I used to lambaste the very idea of half-frame cameras when I was a college student obsessed with medium- and large-format film (who wants even less resolution than 35mm?), but electing to shoot film today is already a conscious decision to compromise quality for the sake of experience and style.
Who needs resolution when you’ve got vibes? That’s what Pentax seems to be saying with its new Pentax 17, a film camera that takes half-size pictures and looks about as timeless as an old beater you scored at some dude’s estate sale. But the $499.95 Pentax 17 (launching later this month) is a totally new camera, one that, in 2024, takes the so-hot-right-now 35mm format and shoots smaller pictures for the sake of fun and making film photography cost a little less.
Half-frame cameras aren’t a new idea. Olympus had an entire line dedicated to making these tiny images back in the ’60s, and Kodak has one now with the look, feel, and feature set of a disposable camera that you can reload film into.
The Pentax 17 handles things just like its half-frame predecessors: instead of capturing a horizontal 24 x 36mm image on a 35mm roll, it creates a vertical 17 x 24mm picture so you get two shots for every one, making a 36 exposure roll eke out a whole 72 shots. This saves you some money, with the tradeoff being that a smaller image area records less fine detail. (It also means you’re natively taking portrait-oriented shots since the viewfinder is vertical, and you’d have to turn the camera sideways to take horizontal shots.)
The Pentax 17 uses a built-in 25mm f/3.5 lens (equivalent to 37mm on a 35mm / full-frame camera) with a nine-bladed aperture. The lens has no autofocus, but it also isn’t fully manual — you use zone focusing by picking from one of six set distances ranging from as close as 0.24 meters in macro mode to infinity. Relying solely on zone focusing means the Pentax 17 is best equipped for casual snapshots or slice-of-life genres like street photography.
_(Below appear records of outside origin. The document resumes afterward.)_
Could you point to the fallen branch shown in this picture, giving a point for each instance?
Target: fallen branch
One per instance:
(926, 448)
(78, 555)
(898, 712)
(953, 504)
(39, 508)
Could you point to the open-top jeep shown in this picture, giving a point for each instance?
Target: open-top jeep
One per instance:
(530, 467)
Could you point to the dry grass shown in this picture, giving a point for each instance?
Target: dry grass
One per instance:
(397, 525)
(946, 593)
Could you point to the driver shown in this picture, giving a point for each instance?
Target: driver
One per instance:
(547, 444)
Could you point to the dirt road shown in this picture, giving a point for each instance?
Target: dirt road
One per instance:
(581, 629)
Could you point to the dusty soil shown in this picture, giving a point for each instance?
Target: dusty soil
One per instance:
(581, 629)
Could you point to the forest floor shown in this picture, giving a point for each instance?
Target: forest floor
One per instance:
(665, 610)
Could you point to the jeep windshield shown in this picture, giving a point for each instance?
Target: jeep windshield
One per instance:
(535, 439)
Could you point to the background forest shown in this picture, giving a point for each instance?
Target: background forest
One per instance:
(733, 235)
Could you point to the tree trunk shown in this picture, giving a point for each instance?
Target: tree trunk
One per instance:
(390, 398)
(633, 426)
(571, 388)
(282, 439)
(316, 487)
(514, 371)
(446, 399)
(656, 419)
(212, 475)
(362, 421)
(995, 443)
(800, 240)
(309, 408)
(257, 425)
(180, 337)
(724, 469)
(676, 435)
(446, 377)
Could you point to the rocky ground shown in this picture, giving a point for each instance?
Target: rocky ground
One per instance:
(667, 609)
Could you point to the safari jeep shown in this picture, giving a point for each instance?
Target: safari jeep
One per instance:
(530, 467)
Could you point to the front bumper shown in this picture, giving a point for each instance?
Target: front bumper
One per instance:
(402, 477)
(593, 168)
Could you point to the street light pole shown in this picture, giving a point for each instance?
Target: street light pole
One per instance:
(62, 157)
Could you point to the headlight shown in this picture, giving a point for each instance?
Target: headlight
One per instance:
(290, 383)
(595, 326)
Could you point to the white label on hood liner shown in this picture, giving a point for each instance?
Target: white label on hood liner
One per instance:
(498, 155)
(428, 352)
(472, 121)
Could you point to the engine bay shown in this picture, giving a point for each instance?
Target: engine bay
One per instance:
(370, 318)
As for exposure modes, the 17 doesn’t have full manual control here, either. It’s mostly designed to be used in program auto mode, but it does have an exposure compensation dial as well as slow shutter and bulb modes so savvier photographers can at least have some creative control.
This camera lacks features you’d find in even a 48-year-old Pentax K1000 you can buy off eBay for around $100, as it doesn’t have interchangeable lenses or full control of settings such as focus and exposure. But still, it offers a unique experience (as well as a new warranty and first-party repairs). This is the first camera from Pentax’s film project it announced back in 2022, when it set out to make a new film camera with feedback from its community. While it might have been a safer bet to remake the fan-favorite K1000 or the highly coveted Pentax 67 and its lovely wood handle, I give props to Pentax for taking a chance on something a bit different.